My written off Peugeot 406 is all good again. Took a while because of the weather but is back on the road -running well. TFFT

Tony.
From Canada.
1
When one door closes and another door opens you are probably in prison.
2
To me, “drink responsibly” means don’t spill it.
3
When I say, “The other day,” I could be referring to any time between yesterday and 15 years ago.
4
Interviewer: “So, tell me about yourself.”
Me: “I’d rather not. I kinda want this job.”
5
Cop: “Please step out of the car.”
Me: “I’m too drunk. You get in.”
6
I remember being able to get up without making sound effects.
7
I had my patience tested. I’m negative.
8
Remember, if you lose a sock in the dryer, it comes back as a Tupperware lid that doesn’t fit any of your containers.
9
If you’re sitting in public and a stranger takes the seat next to you, just stare straight ahead and say, “Did you bring the money?”
10
When you ask me what I am doing today, and I say “nothing,” it does not mean I am free. It means I am doing nothing.
11
Age 60 might be the new 40, but 9:00 is the new midnight.
12
I finally got eight hours of sleep. It took me three days, but whatever.
13
I run like the winded.
14
I hate when a couple argues in public, and I missed the beginning and don’t know whose side I’m on.
15
When someone asks what I did over the weekend, I squint and ask, “Why, what did you hear?”
16
I don’t remember much from last night, but the fact that I needed sunglasses to open the fridge this morning tells me it was awesome.
17
When you do squats, are your knees supposed to sound like a goat chewing on an aluminum can stuffed with celery?
18
I don’t mean to interrupt people.
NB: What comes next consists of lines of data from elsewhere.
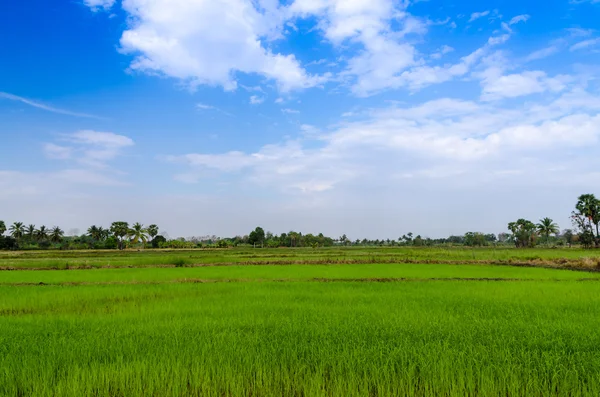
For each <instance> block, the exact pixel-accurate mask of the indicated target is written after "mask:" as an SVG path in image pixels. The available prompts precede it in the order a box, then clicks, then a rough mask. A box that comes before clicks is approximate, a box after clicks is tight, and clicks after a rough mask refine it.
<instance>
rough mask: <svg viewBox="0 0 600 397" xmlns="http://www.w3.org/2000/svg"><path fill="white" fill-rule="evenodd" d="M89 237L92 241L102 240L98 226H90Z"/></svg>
mask: <svg viewBox="0 0 600 397" xmlns="http://www.w3.org/2000/svg"><path fill="white" fill-rule="evenodd" d="M88 236H90V237H91V238H92V240H96V241H98V240H100V233H99V229H98V227H97V226H96V225H93V226H90V228H89V229H88Z"/></svg>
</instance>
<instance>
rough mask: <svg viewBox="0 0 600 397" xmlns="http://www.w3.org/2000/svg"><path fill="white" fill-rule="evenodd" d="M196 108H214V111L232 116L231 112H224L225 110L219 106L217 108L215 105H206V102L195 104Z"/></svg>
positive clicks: (198, 108)
mask: <svg viewBox="0 0 600 397" xmlns="http://www.w3.org/2000/svg"><path fill="white" fill-rule="evenodd" d="M196 109H198V110H214V111H215V112H219V113H222V114H224V115H225V116H229V117H234V116H233V114H231V113H229V112H226V111H225V110H223V109H220V108H218V107H216V106H213V105H208V104H206V103H197V104H196Z"/></svg>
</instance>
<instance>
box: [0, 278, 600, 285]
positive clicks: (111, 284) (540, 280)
mask: <svg viewBox="0 0 600 397" xmlns="http://www.w3.org/2000/svg"><path fill="white" fill-rule="evenodd" d="M432 281H453V282H456V281H466V282H531V281H547V282H569V281H576V282H588V281H595V282H598V281H600V279H597V278H579V279H572V280H559V279H530V278H500V277H493V278H491V277H482V278H474V277H465V278H461V277H447V278H443V277H435V278H404V277H399V278H396V277H388V278H316V277H315V278H305V279H303V278H287V279H264V278H261V279H248V278H231V279H198V278H186V279H177V280H170V281H98V282H90V281H65V282H57V283H44V282H39V283H0V287H76V286H94V285H98V286H100V285H162V284H218V283H252V282H257V283H266V282H273V283H286V282H316V283H403V282H432Z"/></svg>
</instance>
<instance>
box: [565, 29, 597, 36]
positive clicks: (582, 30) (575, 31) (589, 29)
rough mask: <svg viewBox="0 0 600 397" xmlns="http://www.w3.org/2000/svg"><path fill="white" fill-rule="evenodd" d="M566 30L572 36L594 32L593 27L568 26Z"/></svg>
mask: <svg viewBox="0 0 600 397" xmlns="http://www.w3.org/2000/svg"><path fill="white" fill-rule="evenodd" d="M566 30H567V32H569V34H570V35H571V36H572V37H587V36H590V35H591V34H592V33H594V30H593V29H582V28H568V29H566Z"/></svg>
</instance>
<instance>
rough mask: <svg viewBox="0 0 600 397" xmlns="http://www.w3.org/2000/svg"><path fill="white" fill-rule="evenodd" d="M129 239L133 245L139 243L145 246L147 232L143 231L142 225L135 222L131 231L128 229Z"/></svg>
mask: <svg viewBox="0 0 600 397" xmlns="http://www.w3.org/2000/svg"><path fill="white" fill-rule="evenodd" d="M129 238H130V239H131V242H132V243H133V244H137V243H139V242H140V241H141V242H142V244H143V245H144V246H145V245H146V241H148V231H147V230H146V229H144V225H142V224H141V223H139V222H136V223H135V224H134V225H133V226H132V227H131V229H129Z"/></svg>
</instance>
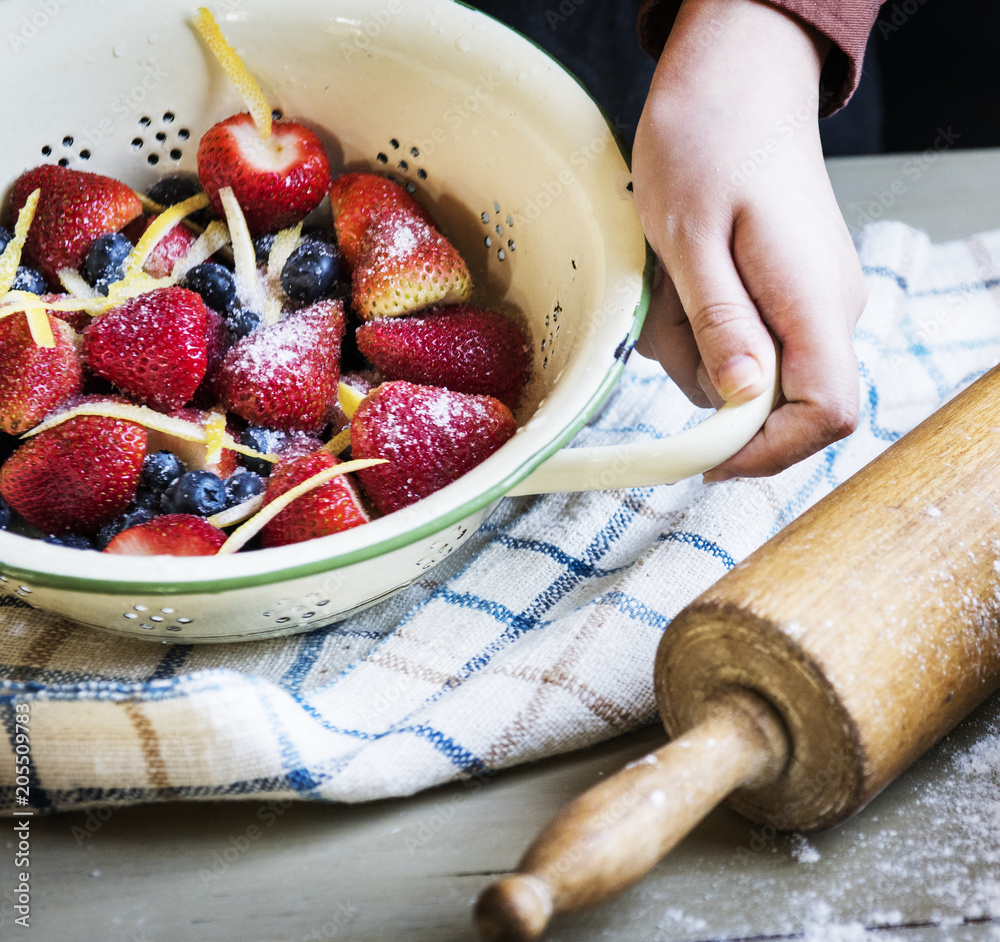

I just randomly remember things and get really excited.
19
When I ask for directions, please don’t use words like “east.”
20
It’s the start of a brand-new day, and I’m off like a herd of turtles.
21
Don’t bother walking a mile in my shoes. That would be boring. Spend 30 seconds in my head. That’ll freak you right out.
22
That moment when you walk into a spider web suddenly turns you into a karate master.
23
Sometimes, someone unexpected comes into your life outta nowhere, makes your heart race, and changes you forever. We call those people cops.
24
The older I get, the earlier it gets late.
25
My luck is like a bald guy who just won a comb.